Takeda Yuka, Sano Hideki, Kawano Asuka, Mochizuki Kazuhiro, Takahashi Nobuhisa, Kobayashi Shogo, Ohara Yoshihiro, Tasaki Kazuhiro, Hosoya Mitusuaki, Kikuta Atsushi
Department of Pediatric Oncology, Fukushima Medical University Hospital, 1 Hikarigaoka, Fukushima City, Fukushima, 960-1295, Japan.
Department of Pediatrics, Fukushima Medical University, 1 Hikarigaoka, Fukushima City, Fukushima, 960-1295, Japan.
J Med Case Rep. 2018 May 3;12(1):119. doi: 10.1186/s13256-018-1640-0.
Ganglioneuroblastoma, nodular is defined as a composite tumor of biologically distinct clones. The peripheral neuroblastic tumors in this category are characterized by the presence of grossly visible neuroblastoma nodules coexisting with ganglioneuroblastoma, intermixed, or with ganglioneuroma. Making a correct diagnosis of ganglioneuroblastoma, nodular is often difficult by biopsy or partial tumor resection, because the neuroblastic nodule could be hidden and not sampled for pathological examination.
We report a case of a Japanese boy aged 3 years, 8 months, with an unresectable abdominal tumor and elevated vanillylmandelic acid and homovanillic acid levels. The initial biopsy was ganglioneuroma. However, after the second biopsy from a hidden neuroblastoma nodule that was clearly highlighted by fluorodeoxyglucose positron emission tomography/computed tomography, we reached the diagnosis of ganglioneuroblastoma, nodular. Because the nodule demonstrated neuroblastoma, differentiating subtype, with a low mitosis-karyorrhexis index (favorable histology) and nonamplified MYCN, the boy was treated according to the intermediate-risk protocol and is now alive and well 4 years after the diagnosis.

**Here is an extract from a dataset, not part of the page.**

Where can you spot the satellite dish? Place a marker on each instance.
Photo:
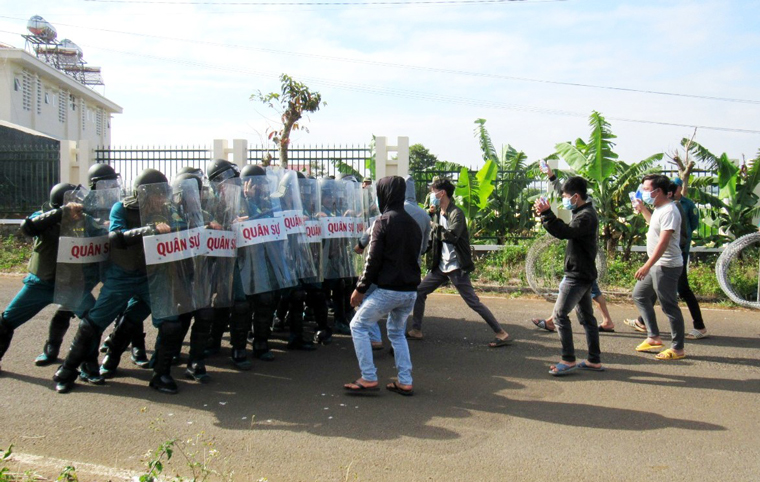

This case illustrates the critical role of fluorodeoxyglucose positron emission tomography/computed tomography for detecting a neuroblastoma nodule in a ganglioneuroblastoma.
结节型神经节神经母细胞瘤被定义为具有生物学上不同克隆的复合肿瘤。该类周围神经母细胞瘤的特征是存在肉眼可见的神经母细胞瘤结节,与神经节神经母细胞瘤共存、混合或伴有神经节瘤。通过活检或部分肿瘤切除往往难以对结节型神经节神经母细胞瘤做出正确诊断,因为神经母细胞瘤结节可能隐藏起来而未被取作病理检查。
我们报告一例3岁8个月的日本男孩,患有无法切除的腹部肿瘤,香草扁桃酸和高香草酸水平升高。初次活检结果为神经节瘤。然而,在对经氟脱氧葡萄糖正电子发射断层扫描/计算机断层扫描清晰显示的隐藏神经母细胞瘤结节进行第二次活检后,我们做出了结节型神经节神经母细胞瘤的诊断。由于该结节显示为神经母细胞瘤,具有低有丝分裂-核碎裂指数(良好组织学特征)且MYCN未扩增的分化亚型,该男孩按照中危方案接受治疗,诊断后4年现在仍存活且状况良好。
本病例说明了氟脱氧葡萄糖正电子发射断层扫描/计算机断层扫描在检测神经节神经母细胞瘤中的神经母细胞瘤结节方面的关键作用。